John Scalzi's science fiction novel Lock In predicts a near future where people with complete body paralysis can live meaningful, authentic lives thanks to (fictional) advances in brain-computer interfaces. A new study by researchers at Stanford University might be the first step towards such a reality.
Using brain-computer interfaces (BCI) to help people with paralysis communicate isn't completely new. But getting people using it to have a complex conversation is. This study's participants were able to output words at a much faster, more accurate rate than ever recorded thanks to the advanced technique.

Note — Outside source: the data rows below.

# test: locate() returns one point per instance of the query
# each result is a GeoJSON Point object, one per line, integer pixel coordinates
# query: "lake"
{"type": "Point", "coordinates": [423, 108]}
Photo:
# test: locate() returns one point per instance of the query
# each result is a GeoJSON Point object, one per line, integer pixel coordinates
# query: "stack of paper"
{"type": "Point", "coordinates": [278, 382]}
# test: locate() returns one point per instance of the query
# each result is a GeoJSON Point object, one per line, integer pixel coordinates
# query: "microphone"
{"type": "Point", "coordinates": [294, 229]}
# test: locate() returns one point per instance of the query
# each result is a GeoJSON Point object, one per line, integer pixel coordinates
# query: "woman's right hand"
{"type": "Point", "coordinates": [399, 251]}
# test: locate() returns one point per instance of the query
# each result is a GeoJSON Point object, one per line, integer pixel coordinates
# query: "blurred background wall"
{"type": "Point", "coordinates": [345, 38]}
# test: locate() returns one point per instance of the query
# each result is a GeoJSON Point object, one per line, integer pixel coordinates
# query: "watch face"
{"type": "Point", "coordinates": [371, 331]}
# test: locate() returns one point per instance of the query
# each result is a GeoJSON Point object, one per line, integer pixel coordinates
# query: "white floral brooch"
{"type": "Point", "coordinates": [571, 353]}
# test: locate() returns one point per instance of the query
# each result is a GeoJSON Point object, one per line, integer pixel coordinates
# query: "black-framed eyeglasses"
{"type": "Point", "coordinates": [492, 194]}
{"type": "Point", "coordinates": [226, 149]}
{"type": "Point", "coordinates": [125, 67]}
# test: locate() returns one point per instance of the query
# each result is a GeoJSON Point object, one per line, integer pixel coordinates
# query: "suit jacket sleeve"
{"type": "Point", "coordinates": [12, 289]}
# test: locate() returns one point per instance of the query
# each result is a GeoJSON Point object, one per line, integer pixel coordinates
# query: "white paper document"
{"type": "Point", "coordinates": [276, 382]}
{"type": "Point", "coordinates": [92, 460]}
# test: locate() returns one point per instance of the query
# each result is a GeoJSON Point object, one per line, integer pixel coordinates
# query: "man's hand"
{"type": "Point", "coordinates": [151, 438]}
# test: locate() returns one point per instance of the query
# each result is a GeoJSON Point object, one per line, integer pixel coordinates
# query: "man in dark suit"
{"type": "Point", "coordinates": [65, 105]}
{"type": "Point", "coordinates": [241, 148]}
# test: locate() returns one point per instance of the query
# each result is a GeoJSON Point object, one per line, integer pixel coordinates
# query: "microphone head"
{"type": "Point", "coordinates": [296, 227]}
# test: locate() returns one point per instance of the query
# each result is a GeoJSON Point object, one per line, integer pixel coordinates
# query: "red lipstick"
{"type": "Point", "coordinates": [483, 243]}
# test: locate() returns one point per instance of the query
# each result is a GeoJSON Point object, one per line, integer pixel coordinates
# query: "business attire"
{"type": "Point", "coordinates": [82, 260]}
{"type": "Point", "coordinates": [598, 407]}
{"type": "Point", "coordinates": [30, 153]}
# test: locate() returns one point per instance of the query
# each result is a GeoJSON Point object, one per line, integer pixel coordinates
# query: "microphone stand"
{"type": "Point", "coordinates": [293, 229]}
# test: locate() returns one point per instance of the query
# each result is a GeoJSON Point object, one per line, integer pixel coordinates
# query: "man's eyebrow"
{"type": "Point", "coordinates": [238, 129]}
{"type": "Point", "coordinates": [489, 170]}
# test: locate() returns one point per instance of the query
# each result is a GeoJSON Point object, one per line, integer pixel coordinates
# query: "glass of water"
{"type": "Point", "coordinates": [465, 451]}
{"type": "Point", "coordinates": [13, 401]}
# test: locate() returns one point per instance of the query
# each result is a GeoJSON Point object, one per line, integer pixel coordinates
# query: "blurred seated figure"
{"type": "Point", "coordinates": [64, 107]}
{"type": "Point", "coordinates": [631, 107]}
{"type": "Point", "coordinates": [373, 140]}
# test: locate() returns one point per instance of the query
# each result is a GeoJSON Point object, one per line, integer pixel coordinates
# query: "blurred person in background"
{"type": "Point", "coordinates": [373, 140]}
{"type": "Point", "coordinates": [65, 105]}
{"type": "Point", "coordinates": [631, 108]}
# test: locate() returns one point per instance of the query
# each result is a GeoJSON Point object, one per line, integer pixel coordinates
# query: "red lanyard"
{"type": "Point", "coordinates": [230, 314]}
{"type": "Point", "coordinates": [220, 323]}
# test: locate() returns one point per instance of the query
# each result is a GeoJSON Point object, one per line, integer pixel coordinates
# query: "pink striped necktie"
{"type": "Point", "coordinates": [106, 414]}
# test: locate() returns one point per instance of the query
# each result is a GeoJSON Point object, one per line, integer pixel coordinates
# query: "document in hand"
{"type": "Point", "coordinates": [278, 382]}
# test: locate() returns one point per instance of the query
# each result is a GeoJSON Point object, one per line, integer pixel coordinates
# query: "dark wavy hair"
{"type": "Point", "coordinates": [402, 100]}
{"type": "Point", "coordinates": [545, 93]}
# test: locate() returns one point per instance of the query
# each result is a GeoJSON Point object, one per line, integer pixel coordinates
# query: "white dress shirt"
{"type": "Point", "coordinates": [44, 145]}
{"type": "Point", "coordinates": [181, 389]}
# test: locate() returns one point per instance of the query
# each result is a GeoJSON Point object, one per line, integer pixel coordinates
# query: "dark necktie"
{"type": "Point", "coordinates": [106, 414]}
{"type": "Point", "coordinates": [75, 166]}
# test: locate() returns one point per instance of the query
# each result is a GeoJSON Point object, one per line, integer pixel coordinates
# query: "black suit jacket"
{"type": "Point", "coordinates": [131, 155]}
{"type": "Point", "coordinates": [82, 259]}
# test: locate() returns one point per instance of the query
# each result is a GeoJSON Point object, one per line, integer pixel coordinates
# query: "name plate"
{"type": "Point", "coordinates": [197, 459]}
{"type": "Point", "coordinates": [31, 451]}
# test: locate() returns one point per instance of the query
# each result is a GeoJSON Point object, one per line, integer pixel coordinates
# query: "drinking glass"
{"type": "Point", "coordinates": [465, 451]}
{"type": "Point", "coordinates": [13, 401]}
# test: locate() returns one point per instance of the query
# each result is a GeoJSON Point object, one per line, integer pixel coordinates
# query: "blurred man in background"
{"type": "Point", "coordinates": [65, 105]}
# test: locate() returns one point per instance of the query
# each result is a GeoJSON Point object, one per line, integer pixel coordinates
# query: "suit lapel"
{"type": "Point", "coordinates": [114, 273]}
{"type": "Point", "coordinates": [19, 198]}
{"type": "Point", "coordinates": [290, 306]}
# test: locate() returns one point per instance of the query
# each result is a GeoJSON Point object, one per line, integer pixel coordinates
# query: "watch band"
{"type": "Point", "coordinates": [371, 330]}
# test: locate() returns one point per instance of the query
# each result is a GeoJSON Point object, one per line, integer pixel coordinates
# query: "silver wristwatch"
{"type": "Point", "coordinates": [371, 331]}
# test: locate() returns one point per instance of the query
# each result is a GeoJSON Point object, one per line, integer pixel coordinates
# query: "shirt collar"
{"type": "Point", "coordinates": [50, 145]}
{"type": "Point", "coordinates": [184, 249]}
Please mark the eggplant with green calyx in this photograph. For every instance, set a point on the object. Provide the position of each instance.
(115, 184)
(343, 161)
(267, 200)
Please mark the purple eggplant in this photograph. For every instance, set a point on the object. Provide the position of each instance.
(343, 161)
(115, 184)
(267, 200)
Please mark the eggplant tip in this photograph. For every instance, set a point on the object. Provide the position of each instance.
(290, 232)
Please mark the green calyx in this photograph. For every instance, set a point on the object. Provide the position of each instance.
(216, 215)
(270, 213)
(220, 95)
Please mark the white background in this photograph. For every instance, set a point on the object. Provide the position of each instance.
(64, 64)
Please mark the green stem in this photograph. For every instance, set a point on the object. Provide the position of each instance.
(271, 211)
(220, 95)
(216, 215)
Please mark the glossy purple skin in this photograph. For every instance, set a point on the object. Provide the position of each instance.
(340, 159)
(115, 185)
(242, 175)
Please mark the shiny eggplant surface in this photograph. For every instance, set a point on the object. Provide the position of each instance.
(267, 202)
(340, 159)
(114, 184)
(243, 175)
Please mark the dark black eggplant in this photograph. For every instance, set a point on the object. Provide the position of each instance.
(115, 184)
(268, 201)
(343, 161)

The investigators worked with three people who experience severe limb weakness, either from amyotrophic lateral sclerosis (ALS), also called Lou Gehrig's disease, or from a spinal cord injury. They each had a tiny electrode array or two placed in their brains to record the signals from a region in the motor cortex that controls muscle movement. With only a little bit of training, the participants were able to master the typing interface. One participant, Dennis Degray of Menlo Park, California, was able to type eight words per minute with just his brain, a rate approaching texting speeds.
The researchers used the newest generation of BCI called the BrainGate Neural Interface System, the first such device to be surgically placed inside a patient's head. The tiny chips have 100 electrodes that penetrate the brain and can tap into individual nerve cells, a massive improvement over the older systems which can only measure brain waves and blood flow subcutaneously or from the outside of the scalp.
This is only the first step to creating a much more connected life for those with significant motor issues. The team of investigators looks forward to a day, perhaps just five years from now, when systems like this can be used to help people with paralysis communicate meaningfully with others.